Worth noting: when notification forwarding appeared in Settings on iPhones outside the EU during iOS 26.3 betas, it showed up on devices worldwide, MacRumors reported about three and a half months ago. Apple is building these hooks into iOS universally while limiting functional access by region confirming the infrastructure is global even if the permission isn’t.

The one-device-at-a-time limit is not a minor implementation detail. EU users who own an Apple Watch and want to try a third-party wearable face a hard choice: enabling notification forwarding to the rival device turns off notification delivery to Apple Watch entirely. Apple states this plainly in the setup flow. That’s a meaningful disincentive to switching, built directly into the system design.

Here is what each group actually gains:

EU users get genuine wearable choice, but with a real tradeoff if they already own an Apple Watch, and with constrained functionality on whichever third-party device they choose.
Third-party wearable makers get system-level access to display notifications and Live Activities but cannot perform Apple Watch-level actions such as replying, dismissing, or muting, and cannot build cloud-connected or AI-enhanced experiences around the data, per TechCrunch.
Non-EU users get no near-term change. The features are geographically locked, and Apple has given no indication they will travel.
Where this leaves Apple, wearable makers, and the EU

Apple has now set both the technical architecture and the legal terms for third-party access to iPhone notifications and Live Activities. The frameworks are in the iOS 26.5 beta, the license language is live, and the European Commission has confirmed a 2026 launch window. This is moving toward an actual product, not a regulatory press release.

The privacy restrictions are aggressive by any standard: no model training, no advertising use, no cloud sync beyond delivery, end-to-end encryption to the accessory only. They protect users, and they happen to constrain every commercially interesting thing a rival accessory maker might want to build around notification data, as 9to5Mac documented this week.

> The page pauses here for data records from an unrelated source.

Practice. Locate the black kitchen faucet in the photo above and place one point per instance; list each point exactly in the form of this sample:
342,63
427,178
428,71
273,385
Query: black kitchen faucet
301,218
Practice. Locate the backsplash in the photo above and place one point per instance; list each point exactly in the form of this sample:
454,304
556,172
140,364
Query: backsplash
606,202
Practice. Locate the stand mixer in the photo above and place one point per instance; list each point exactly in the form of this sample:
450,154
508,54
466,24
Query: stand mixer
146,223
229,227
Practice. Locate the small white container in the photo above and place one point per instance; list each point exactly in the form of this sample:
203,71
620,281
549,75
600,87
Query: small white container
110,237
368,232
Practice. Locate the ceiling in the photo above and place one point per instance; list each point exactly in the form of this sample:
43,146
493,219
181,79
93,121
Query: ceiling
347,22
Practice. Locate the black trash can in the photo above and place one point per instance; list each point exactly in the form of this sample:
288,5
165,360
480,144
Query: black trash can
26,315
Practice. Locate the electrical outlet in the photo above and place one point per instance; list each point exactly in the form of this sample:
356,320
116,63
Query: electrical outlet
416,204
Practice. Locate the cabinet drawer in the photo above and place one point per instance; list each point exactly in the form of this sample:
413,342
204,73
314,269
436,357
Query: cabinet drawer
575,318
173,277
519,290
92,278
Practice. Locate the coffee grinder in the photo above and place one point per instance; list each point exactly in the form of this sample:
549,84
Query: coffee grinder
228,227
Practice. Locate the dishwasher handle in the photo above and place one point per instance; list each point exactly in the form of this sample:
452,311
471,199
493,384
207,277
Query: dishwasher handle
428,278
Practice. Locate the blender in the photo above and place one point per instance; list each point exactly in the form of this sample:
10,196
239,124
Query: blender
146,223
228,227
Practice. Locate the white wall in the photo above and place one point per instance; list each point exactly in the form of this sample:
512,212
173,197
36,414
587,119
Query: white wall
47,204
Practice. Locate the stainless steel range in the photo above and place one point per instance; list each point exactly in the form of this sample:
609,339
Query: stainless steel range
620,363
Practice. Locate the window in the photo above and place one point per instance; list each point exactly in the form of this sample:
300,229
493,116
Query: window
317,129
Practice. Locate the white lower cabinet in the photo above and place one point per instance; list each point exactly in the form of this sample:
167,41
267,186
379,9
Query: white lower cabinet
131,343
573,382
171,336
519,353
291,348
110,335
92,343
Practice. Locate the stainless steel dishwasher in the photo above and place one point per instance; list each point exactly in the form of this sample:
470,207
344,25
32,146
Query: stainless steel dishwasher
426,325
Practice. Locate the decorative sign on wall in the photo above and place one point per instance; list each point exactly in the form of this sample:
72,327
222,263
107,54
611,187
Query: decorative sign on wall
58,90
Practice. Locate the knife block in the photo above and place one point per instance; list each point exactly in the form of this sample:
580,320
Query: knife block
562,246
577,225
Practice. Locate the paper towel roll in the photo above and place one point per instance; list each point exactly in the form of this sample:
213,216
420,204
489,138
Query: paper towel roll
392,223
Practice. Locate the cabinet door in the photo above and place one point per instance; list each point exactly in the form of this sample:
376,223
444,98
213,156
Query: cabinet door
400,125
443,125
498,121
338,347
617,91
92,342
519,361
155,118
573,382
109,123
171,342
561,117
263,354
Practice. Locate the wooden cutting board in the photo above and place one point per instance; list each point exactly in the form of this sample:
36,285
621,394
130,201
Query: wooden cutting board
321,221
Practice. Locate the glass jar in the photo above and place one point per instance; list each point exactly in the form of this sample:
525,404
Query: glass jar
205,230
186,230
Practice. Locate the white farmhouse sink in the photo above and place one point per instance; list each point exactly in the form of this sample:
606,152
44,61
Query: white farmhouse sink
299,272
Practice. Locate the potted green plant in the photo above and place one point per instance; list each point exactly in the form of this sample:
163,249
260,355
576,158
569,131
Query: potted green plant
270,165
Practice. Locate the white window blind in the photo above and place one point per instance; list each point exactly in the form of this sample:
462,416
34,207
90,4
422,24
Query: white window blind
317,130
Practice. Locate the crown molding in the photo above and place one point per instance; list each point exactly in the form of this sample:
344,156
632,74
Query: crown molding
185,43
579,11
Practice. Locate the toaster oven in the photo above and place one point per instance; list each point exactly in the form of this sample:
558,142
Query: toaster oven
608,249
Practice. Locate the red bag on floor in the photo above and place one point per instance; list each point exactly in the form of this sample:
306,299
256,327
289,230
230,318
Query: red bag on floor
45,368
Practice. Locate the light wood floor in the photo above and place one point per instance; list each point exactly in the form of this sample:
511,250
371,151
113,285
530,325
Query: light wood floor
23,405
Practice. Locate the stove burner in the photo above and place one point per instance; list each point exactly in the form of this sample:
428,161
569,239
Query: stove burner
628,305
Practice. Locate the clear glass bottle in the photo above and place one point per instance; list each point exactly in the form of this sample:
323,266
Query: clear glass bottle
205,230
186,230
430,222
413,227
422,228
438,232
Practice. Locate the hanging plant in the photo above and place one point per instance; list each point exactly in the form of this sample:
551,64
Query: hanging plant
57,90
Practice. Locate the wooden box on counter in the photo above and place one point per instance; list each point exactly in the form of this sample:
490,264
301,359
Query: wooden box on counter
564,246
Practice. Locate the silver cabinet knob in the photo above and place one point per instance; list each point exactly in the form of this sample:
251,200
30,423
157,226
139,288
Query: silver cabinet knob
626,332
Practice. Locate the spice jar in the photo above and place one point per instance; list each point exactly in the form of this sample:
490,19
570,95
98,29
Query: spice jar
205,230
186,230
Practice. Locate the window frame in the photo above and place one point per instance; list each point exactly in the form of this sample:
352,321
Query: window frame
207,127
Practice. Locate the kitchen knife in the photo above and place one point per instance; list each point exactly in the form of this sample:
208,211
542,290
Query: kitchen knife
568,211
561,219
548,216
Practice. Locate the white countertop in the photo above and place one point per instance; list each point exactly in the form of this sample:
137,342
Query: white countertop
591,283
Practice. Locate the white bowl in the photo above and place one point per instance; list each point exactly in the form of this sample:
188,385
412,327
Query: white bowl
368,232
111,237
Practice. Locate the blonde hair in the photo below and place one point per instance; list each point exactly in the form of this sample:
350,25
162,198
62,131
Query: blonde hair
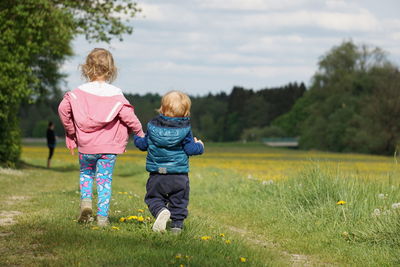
99,64
175,104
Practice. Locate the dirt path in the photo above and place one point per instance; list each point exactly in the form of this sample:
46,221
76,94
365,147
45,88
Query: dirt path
296,260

The one-device limit and the absence of rich notification actions mean the functional gap between Apple Watch and a compliant third-party smartwatch remains wide. That gap was the core complaint that triggered EU scrutiny to begin with, and it has not been resolved, per TechCrunch’s original reporting.

What adequate DMA compliance looks like here is reasonably defined: broader notification action support, documented public APIs with predictable review timelines, and a one-device limit that doesn’t function as a structural deterrent to switching. Apple has not met that bar yet. Whether Brussels treats the 2026 launch as compliance or a starting point is the question that will determine whether any of this matters beyond Europe.